Whenever there are remembrances or celebrations of some important historical person or period of time, I welcome it. It provides a time to teach, to remember and to learn. Today we remember Patrick, missionary to Ireland.
There is much more to Patrick than what is remembered and celebrated during the annual St. Patrick’s Day. Even though the “much more” consists of some myth and legend, it also consists of a true disciple of Christ who had experienced new life and was given a new mission.
- He was born (387 AD) into a Christian family in Britain.
- As a teenager he was captured and taken to Ireland where he was sold as a slave.
- Approximately six years later he escaped and returned home to Britain.
- While there, God called him to go back to those who had enslaved him to serve as a missionary to convert the pagans to Christianity.
- He returned to Ireland to serve Christ as a missionary to the Irish.
There are a few things that Patrick did that were exemplary.
- He was burdened to evangelize. He knew the gospel of Jesus Christ was the hope for this people.
- He evangelized and discipled, i.e. he propagated the gospel so that people might hear and believe, and he built up and edified believers.
- He was anchored in the Bible.
- At a time when women were seen as a commodity, he upset the social order by teaching women they were free in Christ.
- Though there were others who were committed to evangelize, he was the first to consider bringing the gospel to the nations.
As we consider history, this is also an opportunity to share one of the periodicals that has been very insightful over the years: Christian History (I have every issue published, and it is a periodical I commend to you). Issue 60 addressed “How the Irish Were Saved” and Mary Cagney wrote the article on “Patrick the Saint.” Here is her conclusion:
It is difficult to separate fact from fiction in the stories of Patrick’s biographers. It is historically clear, however, that Patrick was one of the first great missionaries who brought the gospel beyond the boundaries of Roman civilization. According to tradition, he had established bishops throughout northern, central, and eastern Ireland. Only Munster, in the south, was to remain pagan until a century after Patrick’s death.
Patrick was the ultimate model for Celtic Christians. He engaged in continuous prayer. He was enraptured by God and loved sacred Scripture. He also had a rich poetic imagination with the openness to hear God in dreams and visions and a love of nature and the created.

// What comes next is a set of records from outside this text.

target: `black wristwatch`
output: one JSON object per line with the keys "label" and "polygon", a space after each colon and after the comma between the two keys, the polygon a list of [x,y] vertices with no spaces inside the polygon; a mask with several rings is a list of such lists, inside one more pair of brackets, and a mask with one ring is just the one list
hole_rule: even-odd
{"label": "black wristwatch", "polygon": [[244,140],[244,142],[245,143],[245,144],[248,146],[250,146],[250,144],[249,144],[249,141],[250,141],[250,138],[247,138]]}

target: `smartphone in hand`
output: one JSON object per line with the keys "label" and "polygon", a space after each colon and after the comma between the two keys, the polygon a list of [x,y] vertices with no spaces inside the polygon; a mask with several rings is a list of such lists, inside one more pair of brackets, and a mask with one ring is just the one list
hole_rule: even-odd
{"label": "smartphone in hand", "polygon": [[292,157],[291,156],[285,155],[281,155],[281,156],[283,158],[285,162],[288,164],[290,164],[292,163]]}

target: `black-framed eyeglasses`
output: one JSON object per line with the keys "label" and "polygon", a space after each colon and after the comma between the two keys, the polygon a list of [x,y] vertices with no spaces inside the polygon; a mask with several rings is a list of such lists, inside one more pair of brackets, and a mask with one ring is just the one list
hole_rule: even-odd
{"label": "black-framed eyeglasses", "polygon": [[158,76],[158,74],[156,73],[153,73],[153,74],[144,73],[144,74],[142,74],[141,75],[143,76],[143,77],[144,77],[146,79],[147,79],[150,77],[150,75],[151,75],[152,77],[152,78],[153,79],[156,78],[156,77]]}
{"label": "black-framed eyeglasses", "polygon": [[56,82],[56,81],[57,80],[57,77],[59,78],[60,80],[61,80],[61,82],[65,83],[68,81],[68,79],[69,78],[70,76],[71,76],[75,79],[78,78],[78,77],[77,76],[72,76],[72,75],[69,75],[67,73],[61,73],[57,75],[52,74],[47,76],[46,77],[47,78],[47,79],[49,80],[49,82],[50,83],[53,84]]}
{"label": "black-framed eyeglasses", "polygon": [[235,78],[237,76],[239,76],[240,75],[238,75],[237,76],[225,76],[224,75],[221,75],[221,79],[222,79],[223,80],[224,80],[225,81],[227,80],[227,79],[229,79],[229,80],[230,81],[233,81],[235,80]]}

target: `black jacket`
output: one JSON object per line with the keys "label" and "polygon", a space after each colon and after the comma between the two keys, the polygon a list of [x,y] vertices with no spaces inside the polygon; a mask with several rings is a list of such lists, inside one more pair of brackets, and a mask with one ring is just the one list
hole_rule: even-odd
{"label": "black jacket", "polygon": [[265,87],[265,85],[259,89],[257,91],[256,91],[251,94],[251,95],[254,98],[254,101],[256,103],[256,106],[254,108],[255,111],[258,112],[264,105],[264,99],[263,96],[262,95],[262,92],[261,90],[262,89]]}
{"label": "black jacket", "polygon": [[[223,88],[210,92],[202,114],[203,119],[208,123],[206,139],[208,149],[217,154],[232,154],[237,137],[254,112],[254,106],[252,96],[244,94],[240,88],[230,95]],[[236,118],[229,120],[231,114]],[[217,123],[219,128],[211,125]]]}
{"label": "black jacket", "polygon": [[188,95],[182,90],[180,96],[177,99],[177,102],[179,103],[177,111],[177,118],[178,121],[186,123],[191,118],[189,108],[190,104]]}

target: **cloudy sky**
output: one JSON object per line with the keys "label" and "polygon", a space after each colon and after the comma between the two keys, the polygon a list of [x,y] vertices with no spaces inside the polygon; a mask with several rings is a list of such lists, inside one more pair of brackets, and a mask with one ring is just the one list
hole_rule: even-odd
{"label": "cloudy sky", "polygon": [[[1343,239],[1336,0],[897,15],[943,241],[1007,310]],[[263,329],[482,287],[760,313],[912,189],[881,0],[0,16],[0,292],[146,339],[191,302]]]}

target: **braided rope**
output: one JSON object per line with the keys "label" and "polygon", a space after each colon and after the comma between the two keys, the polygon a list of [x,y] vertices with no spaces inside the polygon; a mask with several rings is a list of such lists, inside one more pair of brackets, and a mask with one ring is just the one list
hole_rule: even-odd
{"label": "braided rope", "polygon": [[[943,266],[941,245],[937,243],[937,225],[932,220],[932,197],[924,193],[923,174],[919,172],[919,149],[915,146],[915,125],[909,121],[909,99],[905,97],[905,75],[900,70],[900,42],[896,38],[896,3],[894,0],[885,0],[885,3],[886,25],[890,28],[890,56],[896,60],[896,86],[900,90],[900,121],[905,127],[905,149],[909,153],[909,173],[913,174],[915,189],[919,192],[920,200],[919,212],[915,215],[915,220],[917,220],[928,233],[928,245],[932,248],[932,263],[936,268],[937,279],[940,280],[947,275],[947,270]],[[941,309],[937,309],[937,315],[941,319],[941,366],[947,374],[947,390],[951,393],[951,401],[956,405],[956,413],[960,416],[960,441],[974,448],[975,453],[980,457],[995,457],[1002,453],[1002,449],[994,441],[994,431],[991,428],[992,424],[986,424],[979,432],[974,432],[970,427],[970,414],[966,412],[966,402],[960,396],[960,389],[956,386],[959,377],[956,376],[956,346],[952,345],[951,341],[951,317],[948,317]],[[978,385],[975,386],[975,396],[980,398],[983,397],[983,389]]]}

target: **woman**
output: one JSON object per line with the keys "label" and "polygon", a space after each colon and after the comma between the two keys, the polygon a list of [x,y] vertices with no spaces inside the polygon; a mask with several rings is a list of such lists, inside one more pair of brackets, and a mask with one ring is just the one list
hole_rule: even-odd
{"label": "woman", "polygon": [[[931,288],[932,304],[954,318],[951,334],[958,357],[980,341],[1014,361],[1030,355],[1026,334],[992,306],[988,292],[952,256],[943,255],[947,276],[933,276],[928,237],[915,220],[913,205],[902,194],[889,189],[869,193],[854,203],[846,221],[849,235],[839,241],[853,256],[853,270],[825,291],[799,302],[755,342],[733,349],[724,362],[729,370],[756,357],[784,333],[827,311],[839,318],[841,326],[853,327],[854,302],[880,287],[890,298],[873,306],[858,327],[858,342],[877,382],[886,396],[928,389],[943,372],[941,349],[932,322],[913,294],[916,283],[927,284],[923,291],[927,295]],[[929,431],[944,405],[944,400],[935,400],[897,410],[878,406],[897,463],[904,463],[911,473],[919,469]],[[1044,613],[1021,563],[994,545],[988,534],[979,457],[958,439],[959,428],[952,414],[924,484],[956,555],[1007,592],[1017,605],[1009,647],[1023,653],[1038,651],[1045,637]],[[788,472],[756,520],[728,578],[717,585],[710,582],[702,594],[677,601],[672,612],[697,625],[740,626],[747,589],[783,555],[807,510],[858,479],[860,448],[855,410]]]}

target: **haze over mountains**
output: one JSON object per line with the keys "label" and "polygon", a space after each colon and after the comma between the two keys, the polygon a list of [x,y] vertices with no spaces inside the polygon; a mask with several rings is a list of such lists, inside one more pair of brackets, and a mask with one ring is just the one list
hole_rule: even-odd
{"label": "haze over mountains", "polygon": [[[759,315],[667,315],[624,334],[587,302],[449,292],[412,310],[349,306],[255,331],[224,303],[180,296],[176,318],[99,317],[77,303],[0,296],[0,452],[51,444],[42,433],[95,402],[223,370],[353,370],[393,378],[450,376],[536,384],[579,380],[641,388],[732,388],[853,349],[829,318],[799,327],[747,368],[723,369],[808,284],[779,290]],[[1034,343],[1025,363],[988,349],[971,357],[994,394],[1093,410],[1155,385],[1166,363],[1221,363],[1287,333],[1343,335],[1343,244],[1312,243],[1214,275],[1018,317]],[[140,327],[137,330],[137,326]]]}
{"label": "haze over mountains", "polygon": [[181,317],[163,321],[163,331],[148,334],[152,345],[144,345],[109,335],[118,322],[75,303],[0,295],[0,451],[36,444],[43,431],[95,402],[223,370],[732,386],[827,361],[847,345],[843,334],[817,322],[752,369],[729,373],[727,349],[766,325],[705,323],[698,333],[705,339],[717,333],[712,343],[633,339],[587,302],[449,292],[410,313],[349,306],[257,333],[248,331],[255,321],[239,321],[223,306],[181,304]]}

He is, then, most worthy of the appellation saint, as one “set apart” for a divine mission. As such, he became an inspiring example. Hundreds of Celtic monks, in emulation of Patrick, left their homeland to spread the gospel to Scotland, England, and continental Europe.
It is a legacy Patrick was proud of: “For God gave me such grace, that many people through me were reborn to God and afterward confirmed and brought to perfection. And so then a clergy was ordained for them everywhere.”
Today we remember and thank the Lord for those who served the Lord faithfully in their generation (cf. Acts 13:36). Patrick was one of those. May we be challenged today to be faithful to the gospel of Jesus Christ in our own setting in our own generation.